Technology has revolutionized and changed almost every part of our lives, and no industry has benefited from it more than security. Implementing new technologies into your campus security plan can make it more efficient, more effective at protecting students, and it might even save some lives. However, choosing security technology for your campus can feel overwhelming, especially with new solutions being released every year. Here are some of the most important factors to consider when choosing security technology for your campus.

  1. Security Goals

Some security technology is intended for specific purposes, such as surveying vulnerable areas or alerting students to a threat. However, there are other technologies that have a broader effect on your campus security or facilitates a less tangible goal, such as reduction of liability or facilitating student satisfaction. Knowing which goals need your attention and which goals a specific technology will affect is the first step in choosing technology that’s right for your campus.

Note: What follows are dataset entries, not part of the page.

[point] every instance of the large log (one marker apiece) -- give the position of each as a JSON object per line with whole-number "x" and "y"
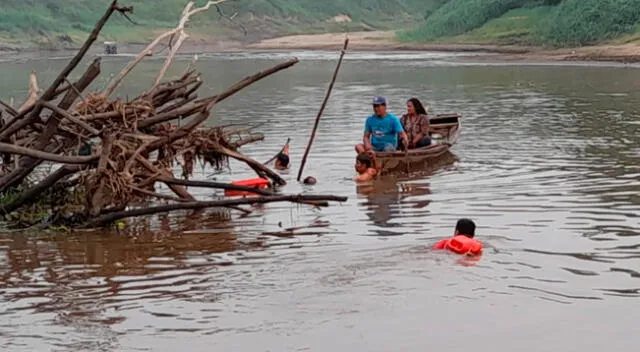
{"x": 113, "y": 216}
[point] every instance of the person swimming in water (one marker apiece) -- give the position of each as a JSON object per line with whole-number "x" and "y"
{"x": 365, "y": 167}
{"x": 282, "y": 159}
{"x": 463, "y": 241}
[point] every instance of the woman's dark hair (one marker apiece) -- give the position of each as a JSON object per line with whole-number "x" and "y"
{"x": 283, "y": 159}
{"x": 365, "y": 159}
{"x": 418, "y": 106}
{"x": 466, "y": 227}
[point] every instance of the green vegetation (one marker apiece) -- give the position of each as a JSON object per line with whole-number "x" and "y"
{"x": 53, "y": 24}
{"x": 581, "y": 22}
{"x": 67, "y": 22}
{"x": 541, "y": 22}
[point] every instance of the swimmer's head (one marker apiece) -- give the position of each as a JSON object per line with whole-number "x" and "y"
{"x": 466, "y": 227}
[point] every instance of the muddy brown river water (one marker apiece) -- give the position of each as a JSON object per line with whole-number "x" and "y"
{"x": 547, "y": 165}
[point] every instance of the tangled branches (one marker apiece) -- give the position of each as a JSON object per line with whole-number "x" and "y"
{"x": 115, "y": 151}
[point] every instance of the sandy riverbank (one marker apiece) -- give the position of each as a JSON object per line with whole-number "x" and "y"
{"x": 384, "y": 41}
{"x": 375, "y": 41}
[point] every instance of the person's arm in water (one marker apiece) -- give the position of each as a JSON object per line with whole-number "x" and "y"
{"x": 368, "y": 175}
{"x": 441, "y": 244}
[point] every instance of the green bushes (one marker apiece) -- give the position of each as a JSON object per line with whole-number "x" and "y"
{"x": 460, "y": 16}
{"x": 569, "y": 23}
{"x": 582, "y": 22}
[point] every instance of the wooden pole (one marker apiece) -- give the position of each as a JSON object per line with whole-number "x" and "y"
{"x": 324, "y": 103}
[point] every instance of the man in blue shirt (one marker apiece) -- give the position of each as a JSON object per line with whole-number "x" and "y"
{"x": 381, "y": 130}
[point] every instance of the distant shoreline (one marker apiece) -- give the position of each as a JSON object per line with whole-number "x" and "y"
{"x": 374, "y": 41}
{"x": 384, "y": 41}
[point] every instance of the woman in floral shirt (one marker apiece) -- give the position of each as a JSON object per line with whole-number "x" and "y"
{"x": 416, "y": 124}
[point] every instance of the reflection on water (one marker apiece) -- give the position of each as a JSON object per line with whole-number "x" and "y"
{"x": 547, "y": 166}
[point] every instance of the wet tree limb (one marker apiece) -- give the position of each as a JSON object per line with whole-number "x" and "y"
{"x": 111, "y": 217}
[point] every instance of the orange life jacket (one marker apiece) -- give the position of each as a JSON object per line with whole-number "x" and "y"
{"x": 460, "y": 244}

  1. Impact on Campus Culture

Your campus culture is one of the most important features of your institution – it affects the day-to-day lives of current students and your school’s image to potential future students. One reason that institutions are sometimes hesitant to implement technological innovations to their security plan is that they can threaten the traditional patterns of authority and influence that your institution is currently used to. Considering how a new technology can affect this culture should be one of your first decision-making factors.

  1. Points of Failure

One of the most important technological considerations to make is what the system will affect in the event that it goes down. If a system failure only affects that system, then are there backups? Or will this system’s failure wipe out a whole portion of your campus security? While the potential for system failure isn’t necessarily a limiting factor for these types of decisions, it’s important to have a plan for potential failures so that they don’t leave your campus vulnerable.